L'ONG Human Rights Watch a également mis en garde samedi contre une situation qui devient "de plus en plus dangereuse" pour les civils à Goma et évoqué des "besoins humanitaires énormes". "Il n'y a que deux routes d'accès à Goma et celles-ci sont déjà sous le contrôle du M23", explique Thierry Vircoulon.
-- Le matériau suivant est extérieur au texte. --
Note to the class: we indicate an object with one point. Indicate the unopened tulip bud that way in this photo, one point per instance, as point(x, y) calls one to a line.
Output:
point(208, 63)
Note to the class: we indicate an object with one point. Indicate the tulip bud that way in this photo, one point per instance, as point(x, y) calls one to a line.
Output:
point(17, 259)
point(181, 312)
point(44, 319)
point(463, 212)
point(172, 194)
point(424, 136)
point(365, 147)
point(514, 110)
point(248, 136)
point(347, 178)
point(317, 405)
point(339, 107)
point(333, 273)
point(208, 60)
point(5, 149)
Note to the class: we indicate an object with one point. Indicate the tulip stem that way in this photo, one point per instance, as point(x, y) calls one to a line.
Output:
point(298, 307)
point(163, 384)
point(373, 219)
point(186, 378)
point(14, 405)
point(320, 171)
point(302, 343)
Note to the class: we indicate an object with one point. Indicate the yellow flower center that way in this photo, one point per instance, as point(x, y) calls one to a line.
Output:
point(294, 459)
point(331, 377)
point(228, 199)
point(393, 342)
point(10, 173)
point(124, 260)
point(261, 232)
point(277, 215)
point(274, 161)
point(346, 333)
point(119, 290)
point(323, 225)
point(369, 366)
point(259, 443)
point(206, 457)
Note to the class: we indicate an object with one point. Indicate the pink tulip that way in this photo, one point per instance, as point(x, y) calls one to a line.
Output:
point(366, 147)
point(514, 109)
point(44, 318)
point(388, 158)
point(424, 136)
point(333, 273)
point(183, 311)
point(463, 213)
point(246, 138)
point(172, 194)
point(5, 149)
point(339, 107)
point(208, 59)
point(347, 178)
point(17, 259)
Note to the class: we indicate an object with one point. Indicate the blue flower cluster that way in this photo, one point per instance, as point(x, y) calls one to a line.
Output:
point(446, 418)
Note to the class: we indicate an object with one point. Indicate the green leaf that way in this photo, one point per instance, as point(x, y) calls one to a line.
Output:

Les Nations unies ont commencé à évacuer leur personnel "non essentiel" de Goma vers la capitale Kinshasa (à l'autre bout du pays) ou vers l'Ouganda voisin.
"Les violations des droits de l'homme, notamment les pillages, les blessures, les meurtres, les enlèvements et les arrestations arbitraires de personnes déplacées prises pour des rebelles, se sont intensifiées" dans les provinces du Sud et du Nord-Kivu, selon les Nations unies. "Les terribles exactions commises par le M23 (...) et les armées rwandaise et congolaise devraient servir d'avertissement sévère aux gouvernements concernés : ils doivent faire pression sur les parties belligérantes pour qu'elles protègent les civils", a plaidé Clémentine de Montjoye, de l'ONG Human Rights Watch.
5 Comment réagit la communauté internationale ?
La communauté internationale condamne globalement l'offensive du M23. Dans un communiqué publié samedi, l'Union africaine "appelle à la stricte observation du cessez-le-feu convenu entre les parties et la cessation immédiate de toutes les hostilités" et "exhorte intensément les parties à préserver la vie des populations civiles".
L'Union européenne a demandé au groupe d'"arrêter son avancée" et de "se retirer immédiatement". "L'UE réaffirme que le Rwanda doit cesser de soutenir le M23 et se retirer", ont ajouté les Vingt-Sept dans un communiqué. Le secrétaire général de l'ONU, Antonio Guterres, a appelé jeudi le groupe à "cesser immédiatement son offensive, à se retirer de toutes les zones occupées et à respecter l'accord de cessez-le-feu", selon un communiqué des Nations unies. Une réunion d'urgence du Conseil de sécurité des Nations unies sur la RDC est prévue lundi.